After several weeks of receiving some nasty texts and emails from him that I did not respond to, we eventually ended up with him apologizing and declaring friendship, me accepting his apology and keeping my distance. We have not seen each other or spoken to each other since this time, and after dealing with our breakup, it’s my belief that no one could possibly expect me to still want to go to this concert with this man who undoubtedly spoke poorly of me to the very same people who would be attending this concert when he took our breakup like a fist to the face.

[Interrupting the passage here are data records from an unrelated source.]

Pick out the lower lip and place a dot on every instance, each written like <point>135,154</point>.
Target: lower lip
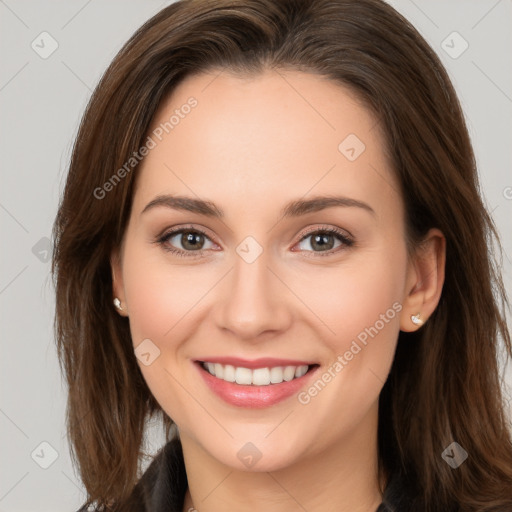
<point>253,397</point>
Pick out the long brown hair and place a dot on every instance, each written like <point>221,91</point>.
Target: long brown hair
<point>444,384</point>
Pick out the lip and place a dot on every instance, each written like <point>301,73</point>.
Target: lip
<point>249,396</point>
<point>262,362</point>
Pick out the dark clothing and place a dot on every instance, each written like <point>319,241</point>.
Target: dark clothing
<point>163,485</point>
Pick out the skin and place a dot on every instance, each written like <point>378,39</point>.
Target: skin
<point>251,145</point>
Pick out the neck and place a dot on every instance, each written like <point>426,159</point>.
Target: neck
<point>342,478</point>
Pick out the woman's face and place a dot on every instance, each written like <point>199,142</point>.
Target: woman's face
<point>264,280</point>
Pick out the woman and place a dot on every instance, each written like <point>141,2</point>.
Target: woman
<point>331,345</point>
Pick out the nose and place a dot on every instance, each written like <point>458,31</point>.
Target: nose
<point>253,300</point>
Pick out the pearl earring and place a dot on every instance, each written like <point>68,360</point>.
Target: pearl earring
<point>416,319</point>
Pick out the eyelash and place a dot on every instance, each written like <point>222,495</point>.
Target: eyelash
<point>163,239</point>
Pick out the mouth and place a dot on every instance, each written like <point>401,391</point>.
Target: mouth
<point>257,387</point>
<point>266,376</point>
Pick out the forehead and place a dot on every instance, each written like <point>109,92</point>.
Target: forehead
<point>270,135</point>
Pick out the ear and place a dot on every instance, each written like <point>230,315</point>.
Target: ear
<point>117,282</point>
<point>424,281</point>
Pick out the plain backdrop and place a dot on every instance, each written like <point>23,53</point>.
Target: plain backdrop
<point>52,55</point>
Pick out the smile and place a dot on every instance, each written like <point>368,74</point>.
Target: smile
<point>264,385</point>
<point>257,377</point>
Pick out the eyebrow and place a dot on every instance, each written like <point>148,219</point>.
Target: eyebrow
<point>294,208</point>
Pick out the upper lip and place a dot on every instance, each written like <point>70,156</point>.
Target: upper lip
<point>262,362</point>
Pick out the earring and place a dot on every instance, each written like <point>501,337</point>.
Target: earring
<point>416,319</point>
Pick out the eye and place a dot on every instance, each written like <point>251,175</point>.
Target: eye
<point>190,239</point>
<point>325,239</point>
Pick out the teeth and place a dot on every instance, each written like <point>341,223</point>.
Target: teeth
<point>258,377</point>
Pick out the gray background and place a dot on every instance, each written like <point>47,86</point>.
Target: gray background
<point>42,100</point>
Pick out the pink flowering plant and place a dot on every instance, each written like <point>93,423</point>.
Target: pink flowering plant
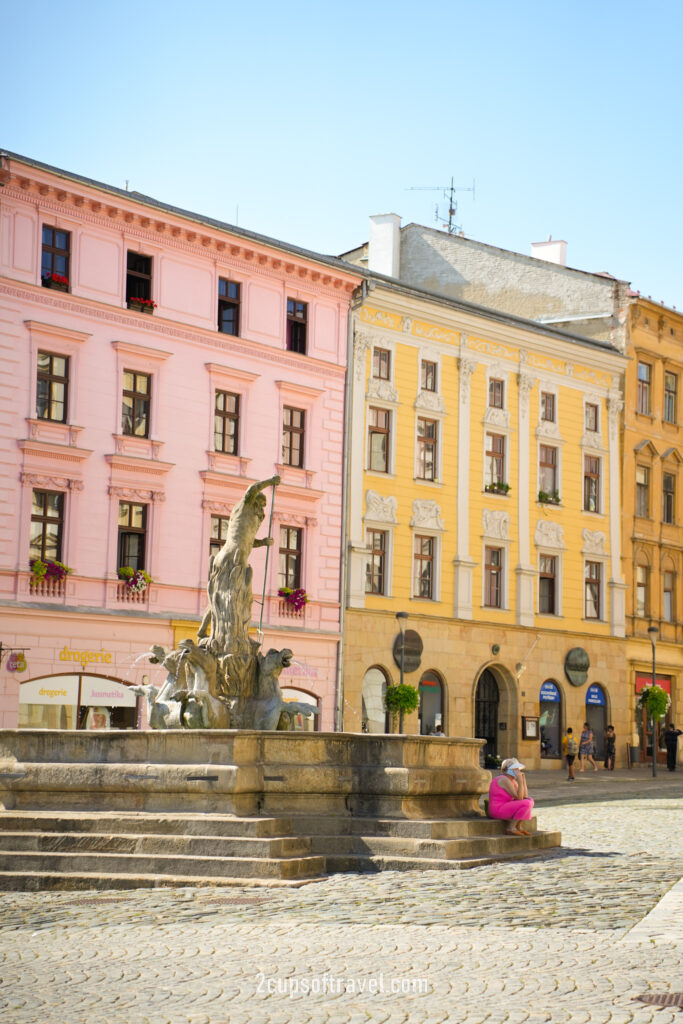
<point>135,580</point>
<point>297,598</point>
<point>48,569</point>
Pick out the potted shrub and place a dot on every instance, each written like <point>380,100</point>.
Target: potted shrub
<point>399,700</point>
<point>135,580</point>
<point>297,598</point>
<point>48,569</point>
<point>56,281</point>
<point>141,305</point>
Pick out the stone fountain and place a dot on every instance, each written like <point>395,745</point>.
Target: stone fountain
<point>223,681</point>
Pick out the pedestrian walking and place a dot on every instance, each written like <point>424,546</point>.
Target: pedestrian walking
<point>509,799</point>
<point>671,739</point>
<point>570,750</point>
<point>587,748</point>
<point>610,748</point>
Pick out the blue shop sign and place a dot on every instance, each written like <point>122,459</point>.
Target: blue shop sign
<point>550,693</point>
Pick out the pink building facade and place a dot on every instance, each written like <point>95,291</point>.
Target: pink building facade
<point>153,364</point>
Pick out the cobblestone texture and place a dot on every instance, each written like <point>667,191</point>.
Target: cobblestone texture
<point>542,940</point>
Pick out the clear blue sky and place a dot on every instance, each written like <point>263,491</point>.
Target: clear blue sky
<point>309,117</point>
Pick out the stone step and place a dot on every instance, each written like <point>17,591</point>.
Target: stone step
<point>425,829</point>
<point>187,846</point>
<point>161,864</point>
<point>71,881</point>
<point>459,849</point>
<point>144,822</point>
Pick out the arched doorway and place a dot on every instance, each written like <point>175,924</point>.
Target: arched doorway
<point>485,712</point>
<point>431,702</point>
<point>375,718</point>
<point>596,716</point>
<point>550,720</point>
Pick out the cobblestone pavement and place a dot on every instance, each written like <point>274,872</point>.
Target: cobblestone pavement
<point>552,939</point>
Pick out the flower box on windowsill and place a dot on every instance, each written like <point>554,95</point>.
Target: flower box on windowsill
<point>55,281</point>
<point>142,305</point>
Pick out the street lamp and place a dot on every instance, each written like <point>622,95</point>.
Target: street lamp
<point>652,632</point>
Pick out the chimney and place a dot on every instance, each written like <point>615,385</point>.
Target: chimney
<point>384,246</point>
<point>553,252</point>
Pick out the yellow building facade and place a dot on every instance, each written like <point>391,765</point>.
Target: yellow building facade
<point>483,489</point>
<point>652,522</point>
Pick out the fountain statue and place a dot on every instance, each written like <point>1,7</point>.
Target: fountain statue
<point>223,681</point>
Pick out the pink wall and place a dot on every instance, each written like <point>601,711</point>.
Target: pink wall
<point>175,473</point>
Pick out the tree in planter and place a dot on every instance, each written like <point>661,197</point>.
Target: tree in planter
<point>399,700</point>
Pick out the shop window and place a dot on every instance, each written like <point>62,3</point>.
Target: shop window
<point>55,257</point>
<point>132,535</point>
<point>226,422</point>
<point>423,557</point>
<point>293,435</point>
<point>138,276</point>
<point>547,585</point>
<point>493,592</point>
<point>496,393</point>
<point>669,498</point>
<point>591,483</point>
<point>219,524</point>
<point>428,378</point>
<point>427,437</point>
<point>548,407</point>
<point>228,306</point>
<point>378,439</point>
<point>136,403</point>
<point>46,525</point>
<point>644,380</point>
<point>376,565</point>
<point>642,491</point>
<point>593,590</point>
<point>52,387</point>
<point>290,557</point>
<point>382,364</point>
<point>297,316</point>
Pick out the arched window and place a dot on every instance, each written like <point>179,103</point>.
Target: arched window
<point>431,702</point>
<point>550,721</point>
<point>375,718</point>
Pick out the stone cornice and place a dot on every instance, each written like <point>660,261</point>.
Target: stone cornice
<point>157,327</point>
<point>174,230</point>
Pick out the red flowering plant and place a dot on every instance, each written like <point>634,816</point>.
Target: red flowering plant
<point>297,598</point>
<point>48,569</point>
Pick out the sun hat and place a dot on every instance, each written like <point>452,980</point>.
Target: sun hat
<point>512,763</point>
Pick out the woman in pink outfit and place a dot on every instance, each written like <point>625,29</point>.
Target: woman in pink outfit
<point>509,799</point>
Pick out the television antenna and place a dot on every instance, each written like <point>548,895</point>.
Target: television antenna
<point>449,195</point>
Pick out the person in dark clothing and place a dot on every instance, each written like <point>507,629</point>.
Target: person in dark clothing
<point>671,739</point>
<point>610,748</point>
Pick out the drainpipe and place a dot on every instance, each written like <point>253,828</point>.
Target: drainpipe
<point>346,469</point>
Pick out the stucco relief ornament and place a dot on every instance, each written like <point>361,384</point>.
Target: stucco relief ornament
<point>380,509</point>
<point>549,535</point>
<point>594,542</point>
<point>496,524</point>
<point>426,514</point>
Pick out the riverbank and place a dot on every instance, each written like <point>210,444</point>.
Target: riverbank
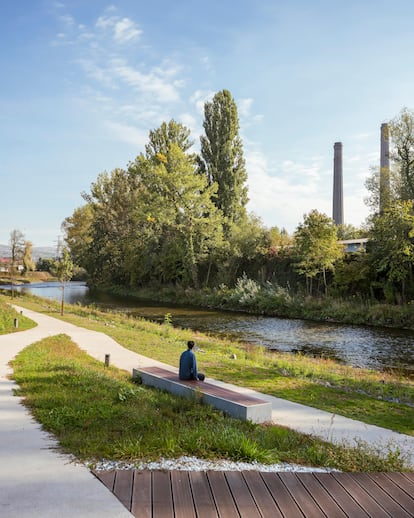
<point>274,301</point>
<point>384,399</point>
<point>89,401</point>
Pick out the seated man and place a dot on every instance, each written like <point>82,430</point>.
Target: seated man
<point>188,365</point>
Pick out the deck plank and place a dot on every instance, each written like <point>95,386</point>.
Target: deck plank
<point>404,497</point>
<point>123,486</point>
<point>321,496</point>
<point>260,492</point>
<point>141,500</point>
<point>182,495</point>
<point>281,495</point>
<point>223,498</point>
<point>374,487</point>
<point>244,501</point>
<point>341,497</point>
<point>250,494</point>
<point>304,500</point>
<point>371,507</point>
<point>162,500</point>
<point>107,478</point>
<point>203,498</point>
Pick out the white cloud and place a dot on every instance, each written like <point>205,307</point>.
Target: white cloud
<point>126,30</point>
<point>244,107</point>
<point>123,30</point>
<point>199,98</point>
<point>157,82</point>
<point>127,133</point>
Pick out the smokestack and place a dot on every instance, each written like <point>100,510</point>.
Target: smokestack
<point>338,206</point>
<point>384,168</point>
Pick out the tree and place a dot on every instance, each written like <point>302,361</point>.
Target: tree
<point>222,159</point>
<point>402,136</point>
<point>400,183</point>
<point>391,246</point>
<point>63,270</point>
<point>316,247</point>
<point>17,251</point>
<point>169,133</point>
<point>178,206</point>
<point>78,234</point>
<point>28,263</point>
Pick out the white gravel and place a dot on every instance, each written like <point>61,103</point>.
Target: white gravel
<point>195,464</point>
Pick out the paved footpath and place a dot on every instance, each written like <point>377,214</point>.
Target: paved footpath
<point>36,480</point>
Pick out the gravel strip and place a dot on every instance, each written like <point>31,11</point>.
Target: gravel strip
<point>195,464</point>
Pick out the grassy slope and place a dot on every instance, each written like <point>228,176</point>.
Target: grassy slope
<point>97,412</point>
<point>375,398</point>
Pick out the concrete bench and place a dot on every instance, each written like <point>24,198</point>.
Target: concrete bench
<point>229,401</point>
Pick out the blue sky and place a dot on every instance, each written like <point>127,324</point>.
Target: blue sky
<point>84,81</point>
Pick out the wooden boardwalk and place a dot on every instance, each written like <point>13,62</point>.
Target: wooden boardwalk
<point>253,494</point>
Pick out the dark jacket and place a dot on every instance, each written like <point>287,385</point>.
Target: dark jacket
<point>188,366</point>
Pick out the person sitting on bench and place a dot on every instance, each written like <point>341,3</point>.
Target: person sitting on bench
<point>188,365</point>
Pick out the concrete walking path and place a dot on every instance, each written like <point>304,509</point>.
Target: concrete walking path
<point>35,480</point>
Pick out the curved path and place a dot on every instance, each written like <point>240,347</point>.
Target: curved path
<point>36,480</point>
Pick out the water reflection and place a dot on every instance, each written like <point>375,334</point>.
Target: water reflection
<point>378,348</point>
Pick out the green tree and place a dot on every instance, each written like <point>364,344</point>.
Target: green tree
<point>178,206</point>
<point>28,263</point>
<point>401,174</point>
<point>169,133</point>
<point>316,247</point>
<point>391,247</point>
<point>78,234</point>
<point>402,137</point>
<point>222,159</point>
<point>113,202</point>
<point>63,270</point>
<point>17,251</point>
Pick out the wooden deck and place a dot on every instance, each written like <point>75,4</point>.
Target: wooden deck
<point>251,494</point>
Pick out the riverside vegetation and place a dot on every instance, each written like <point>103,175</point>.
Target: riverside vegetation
<point>99,412</point>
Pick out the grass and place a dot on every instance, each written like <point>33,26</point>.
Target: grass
<point>382,399</point>
<point>98,412</point>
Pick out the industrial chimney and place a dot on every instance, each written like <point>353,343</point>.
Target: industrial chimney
<point>338,206</point>
<point>384,168</point>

I thought this was a non-issue but today he asked if I was still interested in going to the concert, as one of his friends backed out of going. I declined, thanking him but explaining that I had other plans, and he then stated that he would expect me to pay some of the difference if he was unable to sell the ticket to someone else. This is somewhat of a big deal to me, as this isn’t a $20 ticket, and I am currently in graduate school and just lost my job.
Is there some alternate universe where it would be appropriate for him to expect me to pay for a ticket that was forgotten when our relationship dissolved? Am I in the wrong for feeling like the ticket is not my responsibility? Am I making too big of a deal out of this? — Change of Tune
Oh, hells to the no. If there is an alternate universe where it’s your responsibility to pay for the ticket to a concert that your ex’s friend backed out of at the last minute, I surely want no part of it. You never heard about the concert again after your breakup because your ex found someone else to go in your place. That person has now dropped out, seemingly without paying for the ticket, and now your scummy ex is trying to recoup his losses by bugging and manipulating you, the very person he treated like shit for several weeks. Tell him to go eff himself and then use the money he wants for his stupid ticket to do something nice for yourself, like buying a cool fall jacket or going to the salon and professionally washing that man right out of your hair for good.